Posted by Tom Bevan 

A rather surprising finding from the newly released CNN poll. Question three on the national survey of 1,136 adults (which includes an oversample of African-Americans) asks, "Do you consider the first six months of the Obama administration to be a success or a failure?"

Thirty-seven percent (37%) said they believe the Obama administration is a "failure," while 51% consider it a "success" and 11% say it's still "too soon to tell."

An identical question was asked of the Bush administration in an August 2001 CNN/Gallup/USA Today survey. At the time, 56% said the Bush administration was a "success" while only 32% considered it a "failure."

*President Obama Job Approval*
RCP Average
Approve
53.6

Disapprove
39.3

Spread +14.3

*Congressional Job Approval*
RCP Average
Approve
30.6

Disapprove
60.8

Spread -30.2

*Direction of Country*
RCP Average
Right Direction
38.6

Wrong Track
54.6

Spread -16.0

*Generic Congressional Vote*
RCP Average
Democrats
43.3

Republicans
42.5

Democrats +0.8

After 6 Months, More View Obama's Presidency as a 'Failure' ThanBush's - Real Clear Politics - TIME.com


----------



## LGriffin (Apr 2, 2009)

Very interesting result for a CNN poll.


----------



## Eagle13 (Jun 12, 2008)

I am not ready to say that yet, but I was also trying to be optimistic about Deval. hahaha


----------



## Boston Irish Lass (Feb 13, 2009)

Eagle13 said:


> I am not ready to say that yet, but I was also trying to be optimistic about Deval. hahaha


I gave up on Deval when I read an article about a speech he gave that included the words "I'm one of you", and let's just say that he wasn't implying he was relating to the Irish.


----------



## 7costanza (Aug 29, 2006)

I feel very little joy in repeating " I told you so" ...everyday....the price is simply not worth it.


----------



## Guest (Aug 6, 2009)

60% of voters disapprove of the job performance of Congress, but 43% would vote for the filibuster-proof majority Democrats again.

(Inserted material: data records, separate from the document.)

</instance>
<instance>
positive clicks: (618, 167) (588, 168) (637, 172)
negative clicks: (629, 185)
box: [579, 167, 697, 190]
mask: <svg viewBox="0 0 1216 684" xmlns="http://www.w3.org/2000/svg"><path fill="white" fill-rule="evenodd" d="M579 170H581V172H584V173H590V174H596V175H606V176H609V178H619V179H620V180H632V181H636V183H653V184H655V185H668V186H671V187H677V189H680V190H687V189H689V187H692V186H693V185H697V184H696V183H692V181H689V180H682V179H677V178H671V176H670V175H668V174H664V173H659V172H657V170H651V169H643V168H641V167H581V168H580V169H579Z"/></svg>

And people wonder why this country is so fucked up right now?


----------



## frapmpd24 (Sep 3, 2004)

> "Do you consider the first six months of the Obama administration to be a success or a failure?"


I figured that out back in November when I voted for McCain! It has taken the sheeple this long to (start to) realize this is going to be a bad experiment, the likes we have never seen before.


----------